If sscratch was 0, the trap came from kernel mode (re-entrant); if
nonzero, it came from user mode and sscratch now holds user tp.
See [Section 3.2](03-concurrency.md#cpulocal-register-based-per-cpu-fast-path--initialization-sequence).
Phase 4c: Evolvable Signature Verification (canonical Phase 0.8a)
Verify the Evolvable image signature using physical addresses
only (no MMU required). Nucleus LMS verifier (~2 KB) checks
ML-DSA-65 + Ed25519 hybrid signature against embedded public
key. On failure, panic.
See [Section 2.21](#kernel-image-structure--phase-08-evolvable-boot-loading-protocol).
**Invariant**: Phases 0.1–4c MUST NOT dispatch through
VTABLE_SLOTS[] or any replaceable policy vtable.
Phase 4d: Virtual Memory — MMU Enable (canonical Phase 0.2)
See Phase 6 below for the full Sv48 page table setup and
satp configuration. Page table pages are allocated from
BootAlloc.
Phase 4e: Evolvable Virtual Mapping (canonical Phase 0.8b)

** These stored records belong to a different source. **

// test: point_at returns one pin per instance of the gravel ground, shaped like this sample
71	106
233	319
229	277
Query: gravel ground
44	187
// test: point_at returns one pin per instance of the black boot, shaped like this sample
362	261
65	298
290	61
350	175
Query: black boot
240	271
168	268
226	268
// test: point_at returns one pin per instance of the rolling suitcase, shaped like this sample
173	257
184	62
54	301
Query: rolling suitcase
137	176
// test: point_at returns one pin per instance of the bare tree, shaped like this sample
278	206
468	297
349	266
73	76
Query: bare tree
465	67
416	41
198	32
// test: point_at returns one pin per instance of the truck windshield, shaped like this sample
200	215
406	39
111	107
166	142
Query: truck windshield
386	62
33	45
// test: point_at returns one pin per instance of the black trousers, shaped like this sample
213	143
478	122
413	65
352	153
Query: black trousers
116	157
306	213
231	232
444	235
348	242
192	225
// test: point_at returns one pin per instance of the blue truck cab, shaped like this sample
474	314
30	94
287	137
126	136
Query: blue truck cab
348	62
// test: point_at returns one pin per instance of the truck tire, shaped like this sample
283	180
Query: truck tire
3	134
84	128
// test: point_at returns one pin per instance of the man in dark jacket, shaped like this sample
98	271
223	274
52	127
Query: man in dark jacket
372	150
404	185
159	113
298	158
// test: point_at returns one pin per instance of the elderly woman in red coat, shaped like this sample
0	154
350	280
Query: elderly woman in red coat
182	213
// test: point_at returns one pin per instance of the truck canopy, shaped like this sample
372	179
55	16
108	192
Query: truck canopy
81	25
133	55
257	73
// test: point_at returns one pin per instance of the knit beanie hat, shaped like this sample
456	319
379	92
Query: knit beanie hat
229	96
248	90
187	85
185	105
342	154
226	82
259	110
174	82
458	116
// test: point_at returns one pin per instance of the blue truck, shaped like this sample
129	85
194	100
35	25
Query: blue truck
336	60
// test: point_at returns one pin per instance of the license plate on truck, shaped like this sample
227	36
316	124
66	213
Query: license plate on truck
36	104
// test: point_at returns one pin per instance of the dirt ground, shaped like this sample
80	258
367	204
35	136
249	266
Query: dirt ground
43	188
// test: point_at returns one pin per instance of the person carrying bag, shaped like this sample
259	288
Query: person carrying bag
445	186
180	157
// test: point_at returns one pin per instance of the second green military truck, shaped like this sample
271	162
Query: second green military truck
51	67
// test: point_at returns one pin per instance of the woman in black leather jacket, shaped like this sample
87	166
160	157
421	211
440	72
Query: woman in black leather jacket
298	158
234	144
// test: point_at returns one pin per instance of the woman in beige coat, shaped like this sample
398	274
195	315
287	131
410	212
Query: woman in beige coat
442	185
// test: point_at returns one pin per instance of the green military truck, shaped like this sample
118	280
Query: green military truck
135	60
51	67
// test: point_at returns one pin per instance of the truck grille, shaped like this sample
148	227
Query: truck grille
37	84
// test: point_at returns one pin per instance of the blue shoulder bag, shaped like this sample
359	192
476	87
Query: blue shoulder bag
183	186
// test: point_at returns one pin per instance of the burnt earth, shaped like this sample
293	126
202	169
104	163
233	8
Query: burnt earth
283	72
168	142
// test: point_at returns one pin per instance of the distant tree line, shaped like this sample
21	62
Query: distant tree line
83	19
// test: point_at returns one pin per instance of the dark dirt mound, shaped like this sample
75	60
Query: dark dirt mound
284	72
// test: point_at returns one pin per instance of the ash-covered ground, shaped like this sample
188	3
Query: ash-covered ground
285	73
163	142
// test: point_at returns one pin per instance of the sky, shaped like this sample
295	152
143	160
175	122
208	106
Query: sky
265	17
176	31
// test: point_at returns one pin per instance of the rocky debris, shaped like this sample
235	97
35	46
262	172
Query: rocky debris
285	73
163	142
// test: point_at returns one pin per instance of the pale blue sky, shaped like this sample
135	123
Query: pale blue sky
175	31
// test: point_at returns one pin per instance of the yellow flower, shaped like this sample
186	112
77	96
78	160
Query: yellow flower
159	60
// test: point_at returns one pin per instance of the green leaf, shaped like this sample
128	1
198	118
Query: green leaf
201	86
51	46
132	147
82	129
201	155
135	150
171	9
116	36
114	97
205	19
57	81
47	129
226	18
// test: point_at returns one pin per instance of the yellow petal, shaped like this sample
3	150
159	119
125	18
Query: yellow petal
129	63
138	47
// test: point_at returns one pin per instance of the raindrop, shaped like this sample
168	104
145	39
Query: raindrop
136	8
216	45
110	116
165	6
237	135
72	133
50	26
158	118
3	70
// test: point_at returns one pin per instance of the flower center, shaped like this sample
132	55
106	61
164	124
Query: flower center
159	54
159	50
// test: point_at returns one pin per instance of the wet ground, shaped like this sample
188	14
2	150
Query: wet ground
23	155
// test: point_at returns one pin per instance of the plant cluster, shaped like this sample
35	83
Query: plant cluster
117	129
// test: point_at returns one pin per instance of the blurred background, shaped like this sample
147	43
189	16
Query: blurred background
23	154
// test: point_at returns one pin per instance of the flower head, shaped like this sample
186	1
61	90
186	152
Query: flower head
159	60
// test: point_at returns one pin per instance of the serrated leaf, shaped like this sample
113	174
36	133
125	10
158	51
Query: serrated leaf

Map Evolvable .text (RX) and .rodata (RO) pages at
EVOLVABLE_VIRT_BASE (0xFFFF_FFC0_8040_0000 on RISC-V 64).
Allocate fresh RW pages for .data+.bss via BootAlloc.
Call evolvable_init() to populate VTABLE_SLOTS[].
**Requires MMU enabled** (Phase 4d complete).
See [Section 2.21](#kernel-image-structure--phase-08-evolvable-boot-loading-protocol).
After Phase 4e, Evolvable vtable dispatch is permitted.
Phase 5: Kernel Heap
Initialize the buddy allocator with all available physical
memory discovered from the DTB memory regions (Phase 4).
The buddy allocator manages power-of-two blocks (order 0–10,
4 KB–4 MB). See [Section 4.2](04-memory.md#physical-memory-allocator).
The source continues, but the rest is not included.